We compute a composite regime score from 6 components: VIX (sub-20 = 0 = bullish), SPX breadth (above 50/200 DMA), Credit (HYG spread normalization), DXY (weak dollar = bullish for multinationals), Liquidity (Fed balance sheet trend), and TLT (bond market signal). Score range 0–1: 0–0.30 = RISK-ON, 0.30–0.50 = NEUTRAL/Early Risk-Off, 0.50–0.70 = RISK-OFF, >0.70 = DEEP RISK-OFF. The VIX close behavior is the primary confirmation signal.

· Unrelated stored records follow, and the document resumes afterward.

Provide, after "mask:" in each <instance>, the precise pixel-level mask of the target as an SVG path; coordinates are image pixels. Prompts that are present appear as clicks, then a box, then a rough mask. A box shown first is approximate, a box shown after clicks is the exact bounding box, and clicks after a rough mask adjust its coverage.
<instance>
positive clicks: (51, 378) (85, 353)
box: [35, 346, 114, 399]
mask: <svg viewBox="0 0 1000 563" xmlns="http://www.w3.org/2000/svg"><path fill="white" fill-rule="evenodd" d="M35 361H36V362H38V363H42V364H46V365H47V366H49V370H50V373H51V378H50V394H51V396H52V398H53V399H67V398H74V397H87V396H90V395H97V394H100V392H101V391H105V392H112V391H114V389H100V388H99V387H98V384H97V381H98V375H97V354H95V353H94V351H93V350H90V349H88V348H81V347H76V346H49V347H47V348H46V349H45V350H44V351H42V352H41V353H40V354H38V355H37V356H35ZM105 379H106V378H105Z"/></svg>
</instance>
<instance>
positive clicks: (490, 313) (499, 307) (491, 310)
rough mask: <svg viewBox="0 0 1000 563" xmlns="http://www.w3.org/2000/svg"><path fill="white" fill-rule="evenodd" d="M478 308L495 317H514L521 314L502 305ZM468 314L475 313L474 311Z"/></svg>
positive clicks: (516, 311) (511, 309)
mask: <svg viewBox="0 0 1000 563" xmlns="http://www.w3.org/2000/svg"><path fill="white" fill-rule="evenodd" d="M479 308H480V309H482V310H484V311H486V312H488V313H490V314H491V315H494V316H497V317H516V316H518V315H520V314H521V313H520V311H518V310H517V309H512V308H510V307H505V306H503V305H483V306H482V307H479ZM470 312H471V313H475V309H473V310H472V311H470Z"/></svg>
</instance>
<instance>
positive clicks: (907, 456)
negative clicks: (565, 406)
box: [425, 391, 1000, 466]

2. Multi-Strategy Screening

We run 3 complementary DSL screens: (a) Momentum Expansion: close>sma(close,20) && vol>sma(vol,20)*1.5 && rsi14>50 && rsi14<75, (b) Breakout Squeeze: close>sma(close,50) && atr(14)>atr(28)*1.2, (c) Pullback-to-Support: rsi14<45 && close>sma(close,200) && close<sma(close,50)*1.05. Screened universe: US mega-caps, EU/ADR large-caps, Asian ADRs, and sector ETFs. Short Squeeze is excluded from all screens per protocol established March 20, 2026.

3. Composite Scoring (4 Factors)

Each setup receives a score 0–100 based on: Technical (40%) — RSI position, MACD signal, SMA alignment, volume vs average; Momentum (30%) — 1-week, 1-month, 3-month price performance; Confluence (20%) — number of independent signals aligned (min 3 required for A+); Catalyst (10%) — identifiable near-term catalyst (earnings, sector rotation, macro event). Only setups scoring ≥85 qualify as A+.

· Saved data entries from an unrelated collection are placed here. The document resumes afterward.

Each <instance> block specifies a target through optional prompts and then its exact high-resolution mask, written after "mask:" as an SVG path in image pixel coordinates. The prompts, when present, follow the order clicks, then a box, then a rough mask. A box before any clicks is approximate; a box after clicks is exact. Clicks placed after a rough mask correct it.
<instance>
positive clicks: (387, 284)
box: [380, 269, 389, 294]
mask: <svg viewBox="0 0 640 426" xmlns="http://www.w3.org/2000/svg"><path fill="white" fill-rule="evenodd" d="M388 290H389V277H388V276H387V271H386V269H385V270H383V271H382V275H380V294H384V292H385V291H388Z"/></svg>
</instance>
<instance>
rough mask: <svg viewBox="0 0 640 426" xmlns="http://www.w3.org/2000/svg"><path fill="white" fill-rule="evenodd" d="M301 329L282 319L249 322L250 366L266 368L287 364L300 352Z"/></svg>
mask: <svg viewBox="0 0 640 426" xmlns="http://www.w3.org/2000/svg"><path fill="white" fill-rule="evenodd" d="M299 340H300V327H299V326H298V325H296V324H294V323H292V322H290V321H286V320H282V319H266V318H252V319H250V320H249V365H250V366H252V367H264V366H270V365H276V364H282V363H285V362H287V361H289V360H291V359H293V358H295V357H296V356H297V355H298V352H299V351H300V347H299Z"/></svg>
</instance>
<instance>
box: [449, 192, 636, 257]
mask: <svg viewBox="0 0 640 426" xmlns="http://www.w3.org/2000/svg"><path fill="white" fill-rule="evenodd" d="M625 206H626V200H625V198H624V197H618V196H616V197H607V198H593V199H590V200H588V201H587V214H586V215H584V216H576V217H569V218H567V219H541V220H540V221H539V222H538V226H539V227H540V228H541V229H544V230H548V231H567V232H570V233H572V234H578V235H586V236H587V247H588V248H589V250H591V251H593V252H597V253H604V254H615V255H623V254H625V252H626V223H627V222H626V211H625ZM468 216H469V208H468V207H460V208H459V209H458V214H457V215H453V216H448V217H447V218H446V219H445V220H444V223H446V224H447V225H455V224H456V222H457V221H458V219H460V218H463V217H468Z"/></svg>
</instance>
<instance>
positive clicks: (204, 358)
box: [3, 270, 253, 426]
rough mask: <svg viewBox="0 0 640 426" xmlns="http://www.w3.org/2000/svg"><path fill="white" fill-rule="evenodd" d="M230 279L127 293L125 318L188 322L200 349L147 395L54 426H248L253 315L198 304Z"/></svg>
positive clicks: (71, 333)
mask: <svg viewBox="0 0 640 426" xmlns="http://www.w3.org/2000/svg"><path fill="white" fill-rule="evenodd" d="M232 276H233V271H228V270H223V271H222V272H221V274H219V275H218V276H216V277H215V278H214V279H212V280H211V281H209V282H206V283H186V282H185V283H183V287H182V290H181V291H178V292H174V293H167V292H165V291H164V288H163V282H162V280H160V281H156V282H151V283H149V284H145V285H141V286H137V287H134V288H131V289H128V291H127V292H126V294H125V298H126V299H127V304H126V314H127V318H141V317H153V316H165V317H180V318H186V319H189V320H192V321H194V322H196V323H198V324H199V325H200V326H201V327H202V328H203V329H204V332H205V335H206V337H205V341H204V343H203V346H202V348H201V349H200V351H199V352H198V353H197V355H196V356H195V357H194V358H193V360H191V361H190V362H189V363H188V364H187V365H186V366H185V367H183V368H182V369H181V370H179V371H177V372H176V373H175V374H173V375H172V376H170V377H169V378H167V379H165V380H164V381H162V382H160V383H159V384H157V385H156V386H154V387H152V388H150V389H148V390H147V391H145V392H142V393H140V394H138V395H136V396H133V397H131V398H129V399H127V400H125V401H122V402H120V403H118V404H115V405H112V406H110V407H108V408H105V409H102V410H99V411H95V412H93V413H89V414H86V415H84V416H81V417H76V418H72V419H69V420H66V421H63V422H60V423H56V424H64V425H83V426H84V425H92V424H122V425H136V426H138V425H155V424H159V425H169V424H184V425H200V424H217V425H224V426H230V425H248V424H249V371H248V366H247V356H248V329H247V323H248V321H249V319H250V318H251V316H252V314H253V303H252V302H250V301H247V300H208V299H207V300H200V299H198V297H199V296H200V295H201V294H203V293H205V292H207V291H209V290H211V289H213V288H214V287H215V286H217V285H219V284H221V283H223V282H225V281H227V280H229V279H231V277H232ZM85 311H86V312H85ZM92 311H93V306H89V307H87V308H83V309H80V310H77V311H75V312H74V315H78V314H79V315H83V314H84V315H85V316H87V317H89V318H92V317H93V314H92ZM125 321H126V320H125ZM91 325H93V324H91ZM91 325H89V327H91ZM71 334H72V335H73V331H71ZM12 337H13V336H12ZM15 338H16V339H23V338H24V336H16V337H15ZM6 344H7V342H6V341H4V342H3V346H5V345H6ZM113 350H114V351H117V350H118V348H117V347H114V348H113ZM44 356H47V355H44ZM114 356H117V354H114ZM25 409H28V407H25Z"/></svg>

4. Anti-Dilution & Quality Filter

All selected tickers are vetted for dilution risk: no S-3 shelf registrations, ATM programs, PIPE structures, or aggressive underwriter relationships. Short Squeeze permanently excluded. Open-position exclusions applied per current portfolio state.

5. Validation & Ranking

Final ranking prioritizes: (1) earnings catalyst recency/quality, (2) geopolitical/macro thematic alignment, (3) momentum quality, (4) diversification requirements (min 5 US, 2 EU, 1 Asia, 2 ETF). R/R minimum of 1:1.5 enforced for all setups. Sharia compliance tagged on every setup.

Data Sources

  • Price data: Yahoo Finance (via DailyTickers Gateway)
  • Market regime: DailyTickers RunAutoScreener (6-component model)
  • Screening: RunScreener DSL (3 strategies: momentum, breakout, pullback)
  • Fundamental data: MCP QueryData (quote, social_sentiment, capital_flow, insider_transactions)
  • Generated: Wednesday, May 20, 2026

Disclaimer

This scanner is for informational and educational purposes only. It does not constitute financial advice, investment advice, or a recommendation to buy or sell any security.

All setups carry risk. Past performance of the DailyTickers scanner does not guarantee future results. Entry zones, stops, and targets are estimates based on technical analysis and are not guarantees of execution. Market conditions can change rapidly.

Contextual Risk Warning (Wednesday, May 20, 2026): This scan operates under EARLY RISK-OFF regime with 0.75× position sizing. 30Y Treasury yield at 5.18% is the key stress indicator — if it reaches 5.50%, the regime flips to full RISK-OFF and all positions should be halved. NVDA earnings AMC today is a binary catalyst affecting SMH directly (30% weight) and broad market sentiment indirectly. Monitor VIX: a close above 22 would trigger further sizing reduction. Energy exposure (COP + TTE + XLE = 3 positions) is concentrated — OPEC+ surprise or Iran de-escalation would hit all three simultaneously. GS is sharia non-compliant (interest-based revenue). This is not financial advice.

DailyTickers is not a registered investment advisor. All content is provided “as is” without warranty of any kind. Always consult a qualified financial advisor before making investment decisions.